14 Cada uno de ellos tenía cuatro caras: la primera cara era de querubín, la segunda de hombre, la tercera de león y la cuarta de águila.
Elke cherub had vier gezichten: het ene was een cherubsgezicht, het tweede een mensengezicht, het derde een leeuwenkop, het vierde een adelaarskop.
15 Entonces los querubines se elevaron en el aire. Eran los seres que había visto junto al río Quebar.
De cherubs waren dezelfde wezens, die ik aan de Kebar-rivier gezien had.
16 Cuando los querubines se movían, las ruedas se movían junto a ellos. Incluso cuando abrían las alas para despegar, las ruedas permanecían a su lado.
Telkens als zij zich verhieven en vooruitgingen, draaiden ook de wielen met hen mee, en als de cherubs hun vleugels uitsloegen om van de grond op te stijgen, weken ook de wielen niet van hun zijde;
17 Cuando los querubines se detenían, las ruedas también lo hacían. Cuando despegaban, las ruedas también lo hacían, porque el espíritu de los seres vivientes estaba en ellos.

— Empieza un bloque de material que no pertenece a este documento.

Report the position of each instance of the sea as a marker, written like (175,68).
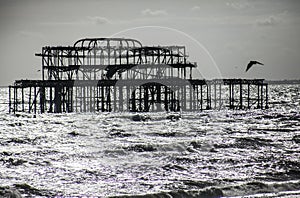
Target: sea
(213,153)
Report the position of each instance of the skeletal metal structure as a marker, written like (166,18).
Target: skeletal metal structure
(118,74)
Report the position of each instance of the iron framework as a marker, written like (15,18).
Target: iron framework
(118,74)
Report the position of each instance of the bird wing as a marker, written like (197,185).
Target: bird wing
(249,65)
(256,62)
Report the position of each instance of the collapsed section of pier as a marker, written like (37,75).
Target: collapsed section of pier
(118,74)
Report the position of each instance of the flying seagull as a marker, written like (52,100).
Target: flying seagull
(251,63)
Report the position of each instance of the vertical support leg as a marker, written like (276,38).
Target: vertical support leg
(35,98)
(267,97)
(23,109)
(230,96)
(215,95)
(258,97)
(9,99)
(262,96)
(201,97)
(29,102)
(241,95)
(248,95)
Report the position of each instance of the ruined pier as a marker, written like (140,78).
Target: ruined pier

bleven de cherubs staan, dan stonden ook de wielen stil; verhieven zij zich, dan gingen ook de wielen omhoog; want de geest der wezens beheerste hen.
18 Entonces la gloria del Señor salió de la entrada del Templo y se detuvo sobre los querubines.

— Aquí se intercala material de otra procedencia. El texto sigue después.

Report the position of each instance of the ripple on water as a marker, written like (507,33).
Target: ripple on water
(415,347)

Toen verliet de heerlijkheid van Jahweh de drempel van de tempel, en ging op de cherubs staan.
19 Mientras yo miraba, los querubines levantaron sus alas y despegaron, con las ruedas a su lado. Se detuvieron a la entrada de la puerta oriental del Templo del Señor, y la gloria del Dios de Israel estaba encima de ellos.
En de cherubs sloegen hun vleugels uit, en verhieven zich gelijktijdig met de wielen van de grond, om halt te maken bij de ingang van de oostelijke poort van Jahweh’s huis, terwijl de heerlijkheid van Israëls God boven op hen stond.
20 Estos eran los seres que yo había visto debajo del Dios de Israel junto al río Quebar. Supe que eran querubines.
Het waren dezelfde wezens, die ik onder Israëls God aan de Kebar-rivier gezien had; maar nú wist ik, dat het cherubs waren.
21 Cada uno tenía cuatro rostros y cuatro alas, y tenían lo que parecían manos humanas debajo de sus alas.
Ze hadden namelijk ieder vier gezichten en vier vleugels, met daaronder de vorm van een mensenhand;
22 Sus rostros se parecían a los que yo había visto junto al río Quebar. Cada uno de ellos se movía directamente hacia adelante.
en hun gezichten waren juist als die ik aan de Kebar-rivier gezien had; ieder ging recht voor zich uit.